Introduction

De novo pathogenic (or likely pathogenic) variants are an important cause of moderate and severe intellectual disability (ID). The Deciphering Developmental Disorders (DDD) study [1] recruited nearly 14,000 patients with developmental delay and other features. To date 14 novel ID genes have been identified through the DDD study [2]. In other published larger scale exome sequencing projects, there is only one reported case of a predicted function-affecting variant in SET in association with ID/DD. [3]

SET (Suppressor of Variegation, Enhancer of Zeste, and Trithorax) codes for a phosphoprotein which is recognised to be important in a various nuclear functions including apoptosis, transcription, nucleosome assembly and histone chaperoning [4]. It is widely expressed in human and mouse tissues and is located in the cell nucleus and also found in the endoplasmic reticulum. SET is thought to play a role in mitosis by blocking cyclin B-CDK1 [5]. SET protein forms a complex with Prothymosin (alpha), a histone H1-binding protein, and thus has a role in the decondensation of compacted chromatin fibres [6, 7] and therefore in regulation of gene expression. Isoform 2 anti-apoptotic activity is mediated by inhibition of the GZMA-activated DNase, NME1. In the course of cytotoxic T-lymphocyte (CTL)-induced apoptosis, GZMA cleaves SET, disrupting its binding to NME1 and releasing NME1 inhibition. Isoform 1 and isoform 2 are potent inhibitors of protein phosphatase 2 A. Isoforms 1 and 2 also inhibit EP300/CREBBP and PCAF-mediated acetylation of histones (HAT) and nucleosomes, most probably by masking the accessibility of lysines to the acetylases. The predominant target for inhibition is histone H4. HAT inhibition leads to silencing of HAT-dependent transcription and prevents active demethylation of DNA [4].

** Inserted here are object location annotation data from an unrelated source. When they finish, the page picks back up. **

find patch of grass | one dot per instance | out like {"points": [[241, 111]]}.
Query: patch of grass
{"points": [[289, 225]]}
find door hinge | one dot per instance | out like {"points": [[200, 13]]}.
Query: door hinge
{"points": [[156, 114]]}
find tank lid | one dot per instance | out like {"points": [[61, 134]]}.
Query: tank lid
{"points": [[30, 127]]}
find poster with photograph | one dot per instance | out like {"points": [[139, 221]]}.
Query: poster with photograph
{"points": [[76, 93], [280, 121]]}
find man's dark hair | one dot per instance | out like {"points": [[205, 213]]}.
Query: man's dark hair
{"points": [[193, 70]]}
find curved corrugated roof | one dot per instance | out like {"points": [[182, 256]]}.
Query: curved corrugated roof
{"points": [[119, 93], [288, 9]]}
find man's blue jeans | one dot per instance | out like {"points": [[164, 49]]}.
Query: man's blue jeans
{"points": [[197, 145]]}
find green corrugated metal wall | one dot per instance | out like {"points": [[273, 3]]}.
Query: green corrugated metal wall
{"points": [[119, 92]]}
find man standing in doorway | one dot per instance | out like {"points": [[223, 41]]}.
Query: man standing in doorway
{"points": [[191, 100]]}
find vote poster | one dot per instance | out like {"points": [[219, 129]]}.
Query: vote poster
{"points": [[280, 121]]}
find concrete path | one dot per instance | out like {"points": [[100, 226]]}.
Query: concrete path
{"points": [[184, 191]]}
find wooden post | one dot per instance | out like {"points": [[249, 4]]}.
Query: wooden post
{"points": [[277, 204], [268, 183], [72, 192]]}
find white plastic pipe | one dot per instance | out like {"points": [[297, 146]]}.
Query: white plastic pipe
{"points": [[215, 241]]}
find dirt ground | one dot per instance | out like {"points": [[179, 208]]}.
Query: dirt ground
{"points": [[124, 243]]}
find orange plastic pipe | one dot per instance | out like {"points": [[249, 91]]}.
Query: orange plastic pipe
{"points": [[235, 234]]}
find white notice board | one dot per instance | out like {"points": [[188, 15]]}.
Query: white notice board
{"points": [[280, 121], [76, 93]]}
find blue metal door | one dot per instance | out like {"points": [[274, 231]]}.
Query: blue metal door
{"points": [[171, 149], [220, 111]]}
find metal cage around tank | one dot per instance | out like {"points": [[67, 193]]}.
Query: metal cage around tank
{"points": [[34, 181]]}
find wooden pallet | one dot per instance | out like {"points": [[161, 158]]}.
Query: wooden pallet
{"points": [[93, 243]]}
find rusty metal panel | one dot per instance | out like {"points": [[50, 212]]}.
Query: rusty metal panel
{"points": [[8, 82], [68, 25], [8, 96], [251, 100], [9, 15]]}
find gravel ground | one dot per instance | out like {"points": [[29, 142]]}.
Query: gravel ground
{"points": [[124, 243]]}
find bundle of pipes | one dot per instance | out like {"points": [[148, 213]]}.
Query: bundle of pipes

Here we describe the cases and summarise key features and phenotypic similarities, as supporting evidence for SET as a gene important in ID.

Methods

The three individuals were recruited via UK NHS Regional Genetics Services to the DDD study [1]. DDD recruited via Genetic centres throughout the UK and Republic of Ireland. Using microarray and whole exome sequencing, DDD aims to provide diagnoses for children and adults with previous undiagnosed developmental disorders.

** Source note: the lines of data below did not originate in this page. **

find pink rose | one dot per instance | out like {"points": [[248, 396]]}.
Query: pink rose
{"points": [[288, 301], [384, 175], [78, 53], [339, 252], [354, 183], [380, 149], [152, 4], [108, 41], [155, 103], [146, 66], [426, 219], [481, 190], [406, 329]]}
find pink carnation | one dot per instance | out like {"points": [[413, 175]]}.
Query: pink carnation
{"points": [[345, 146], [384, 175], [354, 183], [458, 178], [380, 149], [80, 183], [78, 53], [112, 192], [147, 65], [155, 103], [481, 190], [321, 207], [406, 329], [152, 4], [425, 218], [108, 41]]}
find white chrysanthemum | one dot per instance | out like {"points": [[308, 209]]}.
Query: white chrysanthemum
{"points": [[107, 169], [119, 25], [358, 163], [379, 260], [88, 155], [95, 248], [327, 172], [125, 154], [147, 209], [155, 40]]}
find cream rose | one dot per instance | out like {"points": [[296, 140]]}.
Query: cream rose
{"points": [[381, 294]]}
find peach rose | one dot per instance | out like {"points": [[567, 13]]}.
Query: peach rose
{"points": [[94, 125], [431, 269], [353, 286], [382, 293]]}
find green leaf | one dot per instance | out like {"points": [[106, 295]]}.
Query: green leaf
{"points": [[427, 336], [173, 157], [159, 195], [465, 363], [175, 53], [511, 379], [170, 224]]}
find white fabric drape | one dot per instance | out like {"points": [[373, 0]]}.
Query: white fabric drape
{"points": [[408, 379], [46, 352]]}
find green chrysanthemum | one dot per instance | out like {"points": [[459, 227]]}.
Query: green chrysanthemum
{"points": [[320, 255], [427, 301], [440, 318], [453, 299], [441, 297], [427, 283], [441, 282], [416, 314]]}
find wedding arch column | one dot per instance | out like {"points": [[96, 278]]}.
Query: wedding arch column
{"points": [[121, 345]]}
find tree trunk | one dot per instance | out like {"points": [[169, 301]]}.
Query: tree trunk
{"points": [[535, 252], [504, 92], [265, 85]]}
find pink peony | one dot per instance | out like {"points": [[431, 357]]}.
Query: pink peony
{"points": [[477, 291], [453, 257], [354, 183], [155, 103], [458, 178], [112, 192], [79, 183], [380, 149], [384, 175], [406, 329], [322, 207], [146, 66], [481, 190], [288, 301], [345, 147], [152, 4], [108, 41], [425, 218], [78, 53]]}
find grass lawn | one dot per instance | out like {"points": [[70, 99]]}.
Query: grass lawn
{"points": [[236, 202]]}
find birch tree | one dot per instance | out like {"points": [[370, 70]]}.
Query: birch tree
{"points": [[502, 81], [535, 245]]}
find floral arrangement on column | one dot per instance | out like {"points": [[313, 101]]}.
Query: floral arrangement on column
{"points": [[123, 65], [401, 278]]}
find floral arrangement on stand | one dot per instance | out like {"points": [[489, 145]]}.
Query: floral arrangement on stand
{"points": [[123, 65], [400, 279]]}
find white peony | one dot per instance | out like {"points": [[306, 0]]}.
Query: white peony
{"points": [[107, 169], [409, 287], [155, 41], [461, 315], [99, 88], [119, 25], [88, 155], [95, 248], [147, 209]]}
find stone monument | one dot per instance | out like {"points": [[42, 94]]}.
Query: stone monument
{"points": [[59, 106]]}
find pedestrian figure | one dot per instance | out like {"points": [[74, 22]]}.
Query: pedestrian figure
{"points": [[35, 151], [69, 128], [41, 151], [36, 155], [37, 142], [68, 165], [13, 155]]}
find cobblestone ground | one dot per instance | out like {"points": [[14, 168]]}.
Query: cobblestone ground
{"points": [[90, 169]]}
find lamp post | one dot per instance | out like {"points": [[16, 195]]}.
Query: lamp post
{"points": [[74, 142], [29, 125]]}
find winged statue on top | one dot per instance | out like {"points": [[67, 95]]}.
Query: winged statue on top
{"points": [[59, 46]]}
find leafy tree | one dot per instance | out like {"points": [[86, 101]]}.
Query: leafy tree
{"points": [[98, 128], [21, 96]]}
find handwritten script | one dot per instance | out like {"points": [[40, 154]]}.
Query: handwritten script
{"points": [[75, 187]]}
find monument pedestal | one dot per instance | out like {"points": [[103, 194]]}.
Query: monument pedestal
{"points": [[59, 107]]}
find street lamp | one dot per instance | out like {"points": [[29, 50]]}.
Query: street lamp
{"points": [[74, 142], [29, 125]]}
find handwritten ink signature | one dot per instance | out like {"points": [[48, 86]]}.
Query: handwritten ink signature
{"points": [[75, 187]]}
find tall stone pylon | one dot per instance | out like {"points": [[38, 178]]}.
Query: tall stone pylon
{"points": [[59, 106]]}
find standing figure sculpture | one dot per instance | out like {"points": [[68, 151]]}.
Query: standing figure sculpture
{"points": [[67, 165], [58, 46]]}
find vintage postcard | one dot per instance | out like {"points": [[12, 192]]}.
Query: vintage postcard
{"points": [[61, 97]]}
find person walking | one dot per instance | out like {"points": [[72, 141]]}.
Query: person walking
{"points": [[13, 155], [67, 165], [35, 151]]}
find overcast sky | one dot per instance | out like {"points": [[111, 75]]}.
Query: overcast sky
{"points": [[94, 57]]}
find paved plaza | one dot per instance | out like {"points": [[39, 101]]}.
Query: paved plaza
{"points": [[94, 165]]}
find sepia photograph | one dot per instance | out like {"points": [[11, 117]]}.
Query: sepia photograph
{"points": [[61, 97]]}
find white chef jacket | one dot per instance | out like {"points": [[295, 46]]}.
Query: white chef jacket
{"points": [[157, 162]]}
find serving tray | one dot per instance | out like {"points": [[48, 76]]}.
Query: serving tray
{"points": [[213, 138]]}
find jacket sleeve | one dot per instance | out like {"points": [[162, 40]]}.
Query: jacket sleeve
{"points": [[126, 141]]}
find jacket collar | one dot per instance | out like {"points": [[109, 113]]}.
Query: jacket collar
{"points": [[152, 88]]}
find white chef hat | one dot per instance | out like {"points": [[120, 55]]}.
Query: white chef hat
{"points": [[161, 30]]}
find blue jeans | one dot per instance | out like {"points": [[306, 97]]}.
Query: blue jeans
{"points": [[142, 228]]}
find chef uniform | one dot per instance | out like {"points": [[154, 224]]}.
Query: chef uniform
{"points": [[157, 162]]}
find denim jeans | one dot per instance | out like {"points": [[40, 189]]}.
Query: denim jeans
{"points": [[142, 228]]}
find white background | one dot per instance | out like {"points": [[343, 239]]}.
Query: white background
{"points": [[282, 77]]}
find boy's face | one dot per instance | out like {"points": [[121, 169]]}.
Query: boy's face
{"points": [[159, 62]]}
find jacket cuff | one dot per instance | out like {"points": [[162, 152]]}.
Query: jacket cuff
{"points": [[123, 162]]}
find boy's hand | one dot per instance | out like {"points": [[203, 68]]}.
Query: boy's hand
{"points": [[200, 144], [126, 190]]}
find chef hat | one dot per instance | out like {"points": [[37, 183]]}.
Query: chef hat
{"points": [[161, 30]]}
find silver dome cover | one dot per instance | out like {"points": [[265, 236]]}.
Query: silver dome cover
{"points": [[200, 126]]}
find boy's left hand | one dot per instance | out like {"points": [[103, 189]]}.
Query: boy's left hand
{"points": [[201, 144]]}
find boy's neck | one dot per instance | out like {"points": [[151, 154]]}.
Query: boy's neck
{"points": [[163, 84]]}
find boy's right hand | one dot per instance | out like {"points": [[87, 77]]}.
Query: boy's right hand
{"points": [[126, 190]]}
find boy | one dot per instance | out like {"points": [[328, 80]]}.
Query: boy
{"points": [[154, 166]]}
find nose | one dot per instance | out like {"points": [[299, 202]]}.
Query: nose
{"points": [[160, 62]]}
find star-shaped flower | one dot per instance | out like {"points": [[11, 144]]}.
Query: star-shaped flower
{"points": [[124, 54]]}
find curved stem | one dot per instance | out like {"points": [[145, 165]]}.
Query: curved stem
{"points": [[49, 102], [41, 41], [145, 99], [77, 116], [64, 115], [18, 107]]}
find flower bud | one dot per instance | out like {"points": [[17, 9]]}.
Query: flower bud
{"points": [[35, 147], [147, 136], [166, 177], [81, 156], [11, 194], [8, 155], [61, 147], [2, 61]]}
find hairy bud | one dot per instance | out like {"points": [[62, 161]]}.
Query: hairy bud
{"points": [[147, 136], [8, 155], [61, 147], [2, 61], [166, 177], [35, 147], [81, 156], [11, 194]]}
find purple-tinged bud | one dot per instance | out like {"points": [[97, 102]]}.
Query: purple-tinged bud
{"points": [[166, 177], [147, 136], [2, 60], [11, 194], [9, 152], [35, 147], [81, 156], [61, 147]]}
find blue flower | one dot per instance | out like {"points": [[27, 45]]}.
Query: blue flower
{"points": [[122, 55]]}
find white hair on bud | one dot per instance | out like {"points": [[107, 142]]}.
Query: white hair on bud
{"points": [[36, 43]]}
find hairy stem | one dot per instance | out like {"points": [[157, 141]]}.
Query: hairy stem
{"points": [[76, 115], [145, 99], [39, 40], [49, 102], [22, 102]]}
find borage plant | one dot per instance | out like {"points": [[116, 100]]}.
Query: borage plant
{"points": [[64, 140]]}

13,632 families were recruited. Exome sequencing was performed on the affected individual and their parents, as previously described [8]. The affected individuals also had high‐resolution analysis for copy number abnormalities using array‐based comparative genomic hybridisation (aCGH). Potentially causative de novo variants were identified using the DeNovoGear software [9]. Targeted Sanger sequencing was then used to validate these putative pathogenic variants. Data for these are available via the publically accessible DECIPHER database (decipher.sanger.ac.uk, patient IDs 259410, 263897, and 265149), which provides positional genomic information together with phenotype descriptive terms. This study makes use of data generated by the DECIPHER community. A full list of centres who contributed to the generation of the data is available from http://decipher.sanger.ac.uk and via email from decipher@sanger.ac.uk. Funding for the project was provided by the Wellcome Trust.

Consent was obtained for publishing publication of photographs from legal guardians.

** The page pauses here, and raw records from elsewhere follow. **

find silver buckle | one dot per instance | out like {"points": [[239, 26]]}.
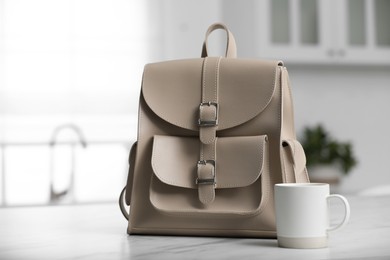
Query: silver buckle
{"points": [[209, 122], [209, 181]]}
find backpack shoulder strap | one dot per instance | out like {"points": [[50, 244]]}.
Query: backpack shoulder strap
{"points": [[126, 191]]}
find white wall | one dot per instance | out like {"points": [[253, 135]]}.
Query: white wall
{"points": [[353, 104], [351, 101]]}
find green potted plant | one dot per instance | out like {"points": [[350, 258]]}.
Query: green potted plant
{"points": [[327, 159]]}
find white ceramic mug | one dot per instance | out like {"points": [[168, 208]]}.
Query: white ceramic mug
{"points": [[302, 214]]}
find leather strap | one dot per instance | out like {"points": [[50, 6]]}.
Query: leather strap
{"points": [[294, 161], [121, 204], [130, 176], [231, 48], [126, 191], [208, 108], [207, 173]]}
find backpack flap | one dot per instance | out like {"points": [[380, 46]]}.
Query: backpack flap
{"points": [[241, 163], [173, 90]]}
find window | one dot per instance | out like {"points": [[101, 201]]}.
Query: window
{"points": [[76, 63]]}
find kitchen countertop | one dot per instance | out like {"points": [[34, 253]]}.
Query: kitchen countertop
{"points": [[98, 231]]}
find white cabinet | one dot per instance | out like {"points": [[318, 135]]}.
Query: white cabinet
{"points": [[324, 31]]}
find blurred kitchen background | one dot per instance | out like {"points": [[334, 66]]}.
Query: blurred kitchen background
{"points": [[70, 75]]}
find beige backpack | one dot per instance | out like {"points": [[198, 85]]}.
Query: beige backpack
{"points": [[214, 136]]}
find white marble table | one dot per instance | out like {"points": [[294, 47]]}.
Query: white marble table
{"points": [[98, 232]]}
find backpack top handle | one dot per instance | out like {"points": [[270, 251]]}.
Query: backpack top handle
{"points": [[231, 49]]}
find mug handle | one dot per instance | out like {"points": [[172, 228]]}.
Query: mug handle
{"points": [[346, 214]]}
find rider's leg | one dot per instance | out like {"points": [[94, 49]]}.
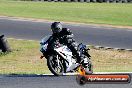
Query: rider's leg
{"points": [[73, 48]]}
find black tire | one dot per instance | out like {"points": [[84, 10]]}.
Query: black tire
{"points": [[89, 69], [51, 67]]}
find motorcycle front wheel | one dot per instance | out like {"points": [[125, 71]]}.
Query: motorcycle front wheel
{"points": [[55, 65]]}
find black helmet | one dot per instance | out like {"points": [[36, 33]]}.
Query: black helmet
{"points": [[56, 27]]}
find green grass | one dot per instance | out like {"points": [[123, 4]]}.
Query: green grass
{"points": [[24, 59], [97, 13]]}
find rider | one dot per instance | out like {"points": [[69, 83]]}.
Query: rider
{"points": [[63, 36]]}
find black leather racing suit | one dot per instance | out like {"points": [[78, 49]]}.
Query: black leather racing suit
{"points": [[64, 37]]}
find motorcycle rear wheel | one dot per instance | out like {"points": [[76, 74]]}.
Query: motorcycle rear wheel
{"points": [[55, 65]]}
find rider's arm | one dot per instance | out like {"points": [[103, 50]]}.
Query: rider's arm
{"points": [[66, 36]]}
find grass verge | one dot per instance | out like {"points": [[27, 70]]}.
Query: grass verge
{"points": [[98, 13], [25, 59]]}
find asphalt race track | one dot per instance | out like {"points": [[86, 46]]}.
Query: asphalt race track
{"points": [[92, 35], [88, 34], [51, 82]]}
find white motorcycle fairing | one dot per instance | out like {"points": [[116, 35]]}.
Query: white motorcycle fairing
{"points": [[65, 52]]}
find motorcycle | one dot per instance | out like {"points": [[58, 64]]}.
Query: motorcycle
{"points": [[60, 60]]}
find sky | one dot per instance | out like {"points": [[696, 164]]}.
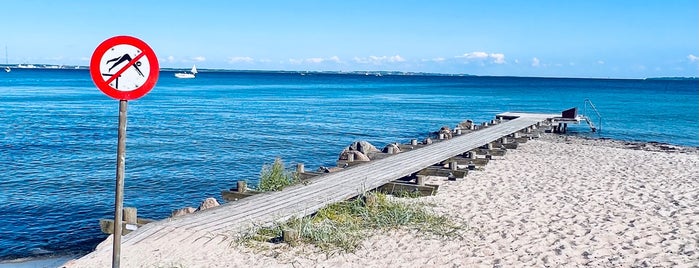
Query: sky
{"points": [[573, 38]]}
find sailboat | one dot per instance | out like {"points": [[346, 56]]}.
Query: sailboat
{"points": [[191, 73]]}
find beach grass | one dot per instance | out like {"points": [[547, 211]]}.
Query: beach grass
{"points": [[274, 177], [343, 226]]}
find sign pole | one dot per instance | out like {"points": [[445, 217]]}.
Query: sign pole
{"points": [[124, 68], [119, 191]]}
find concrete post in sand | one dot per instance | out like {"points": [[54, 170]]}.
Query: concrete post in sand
{"points": [[242, 186], [420, 180], [290, 236], [453, 165], [130, 215]]}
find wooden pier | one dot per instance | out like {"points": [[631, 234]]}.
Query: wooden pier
{"points": [[221, 224]]}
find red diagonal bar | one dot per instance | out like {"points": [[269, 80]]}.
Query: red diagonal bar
{"points": [[122, 70]]}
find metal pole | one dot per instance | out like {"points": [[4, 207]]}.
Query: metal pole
{"points": [[119, 191]]}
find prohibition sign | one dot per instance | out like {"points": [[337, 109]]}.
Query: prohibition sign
{"points": [[124, 68]]}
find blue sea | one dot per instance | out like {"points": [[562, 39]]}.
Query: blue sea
{"points": [[188, 139]]}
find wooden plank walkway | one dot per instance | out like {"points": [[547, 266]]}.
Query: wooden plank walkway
{"points": [[216, 225]]}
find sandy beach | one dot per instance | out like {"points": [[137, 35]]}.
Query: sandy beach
{"points": [[555, 201]]}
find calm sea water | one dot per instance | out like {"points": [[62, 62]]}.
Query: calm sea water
{"points": [[190, 139]]}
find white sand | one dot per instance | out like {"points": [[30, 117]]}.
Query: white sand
{"points": [[553, 202]]}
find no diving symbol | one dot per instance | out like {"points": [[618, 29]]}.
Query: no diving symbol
{"points": [[124, 67], [129, 62]]}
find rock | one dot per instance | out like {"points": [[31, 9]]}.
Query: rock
{"points": [[328, 169], [363, 146], [182, 211], [391, 149], [208, 203], [468, 124], [446, 131]]}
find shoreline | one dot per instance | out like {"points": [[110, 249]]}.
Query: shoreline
{"points": [[557, 200]]}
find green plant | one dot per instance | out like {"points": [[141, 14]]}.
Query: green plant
{"points": [[274, 177], [342, 226]]}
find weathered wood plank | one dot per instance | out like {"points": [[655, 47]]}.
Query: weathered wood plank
{"points": [[231, 196], [443, 172], [301, 200], [398, 187], [107, 225]]}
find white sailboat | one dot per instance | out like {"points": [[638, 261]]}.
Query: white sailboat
{"points": [[191, 73]]}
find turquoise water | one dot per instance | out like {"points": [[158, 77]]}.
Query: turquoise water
{"points": [[189, 139]]}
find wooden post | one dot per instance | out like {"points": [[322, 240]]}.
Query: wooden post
{"points": [[242, 186], [119, 191], [299, 168], [290, 235], [130, 215], [420, 180], [370, 200]]}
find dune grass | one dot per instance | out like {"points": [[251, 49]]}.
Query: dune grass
{"points": [[343, 226], [274, 177]]}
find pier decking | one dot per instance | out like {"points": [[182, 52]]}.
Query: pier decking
{"points": [[218, 225]]}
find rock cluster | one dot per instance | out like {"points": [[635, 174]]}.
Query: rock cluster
{"points": [[206, 204]]}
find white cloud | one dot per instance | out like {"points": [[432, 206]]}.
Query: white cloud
{"points": [[379, 59], [480, 56], [335, 59], [241, 59], [439, 59], [498, 58]]}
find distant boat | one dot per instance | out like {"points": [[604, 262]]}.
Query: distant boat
{"points": [[191, 73]]}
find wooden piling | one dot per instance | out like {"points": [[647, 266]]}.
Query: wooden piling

An additional case was identified from a Canadian exome sequencing study. Hamdan et al. performed exome sequencing in 41 trios consisting of probands with moderate to severe ID and their unaffected parents [3]. They identified 12 de novo variants, proposed to affect function, in genes not previously associated with ID. One of these was a de novo deletion in SET resulting in the creation of a premature stop codon. This case has been included as patient 4.

Phenotypic features were collected from responsible clinicians or from ‘De Novo Mutations in Moderate or Severe Intellectual Disability’ by Hamdan et al. for patient 4. Growth parameter percentiles and z scores were calculated from the UK WHO growth charts [10].

Results

Clinical features

The patients’ ages were between 10 and 17 years at diagnosis, with three males and one female. Table 1 shows a summary of the clinical features for each case.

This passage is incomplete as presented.